GRAND FORKS — Salary increases, campus building plans and future legislative concerns were among the topics discussed by UND faculty and staff during an event at City Hall on Wednesday, 26 april.
The online town hall event is held periodically to give UND employees the opportunity to anonymously ask questions of university administrators. A similar event for students and parents is scheduled to take place on the evening of May 2. Among other concerns on Wednesday, UND employees were curious about how the pay increases would be implemented, as well as administrators’ priorities for the next legislative session.
When asked how salary increases would be handled, Jed Shivers, vice president of finance and operations, said each UND department had received an allocation of money to distribute up to 2% of salary increases, a number largely defined by the legislature. The raises are merit-based, he said.
Chills had a similar response when asked why salary increases are determined by the Legislative Assembly, when only a portion of the university’s budget comes from state coffers. Chills said the state funds about 22% of the university’s overall budget. He said people should wait and see what happens in the next legislative session, to see what steps can be taken to adjust wages to inflation, which has soared in recent months.
“Overall, we are following legislative guidelines,” Shivers said. “We will see what happens in (fiscal year 2024) as we enter the new two-year process.
Chairman Andrew Armacost said inflation is “top of the list” on people’s minds when it comes to asking for legislative support. UND is working to advance a list of its priorities for the legislature, as are other public educational institutions. This list includes adjusting the rate of merit-based salary increases and funding capital improvement projects.
Other legislative priorities include using state Legacy Fund revenues to support research and development to diversify the economy, which Gov. Doug Burgum has prioritized under his Main Street agenda. Initiative.
Joshua Wynne, dean of the school of medicine and health sciences, urged people to submit their ideas for legislative priorities, through their usual chain of command.
Peggy Varberg, associate vice president of human resources, said salary increases will be determined by supervisors in each department and will be broadly enforced. Of around 1,800 people, fewer than five will not receive a raise because they do not meet the minimum standards.
“We have a lot of people doing a really good job, and then we just have a few people that we need to make it happen,” Varberg said. “That’s our plan to do that.”

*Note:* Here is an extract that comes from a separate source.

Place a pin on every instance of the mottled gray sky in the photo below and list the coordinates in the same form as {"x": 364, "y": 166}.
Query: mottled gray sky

Remote work was also discussed, as some employees wondered why some could work from home while others had to show up in person. Donna Smith, associate vice president of equal opportunity and Title IX, said the issue is decided on a case-by-case basis through an interactive process between the employee, supervisor and human resources manager facilitating the process. adaptation.
Varberg also said remote work is part of the changing face of higher education. In some cases, it is used as a retention and recruitment tool. Skilled positions may not have a local candidate, and people from out of state who apply may not want to move to North Dakota, she said. In some cases, people in data-driven jobs don’t have a counterpart to interact with face-to-face.
“It’s a shift in higher education in general that we’re seeing,” she said.
Discussion continued on other topics, including parking around Wilkerson Commons. Mike Pieper, associate vice president of facilities, said the parking lot will not be dismantled after construction of new sleeping quarters in the area is completed.
When asked, Pieper said fundraising to renovate Babcock Hall had been approved, but there was no ongoing effort to do so yet. The apparently unused building has been given a new roof to prevent water damage and is in a “safe holding pattern” for future use.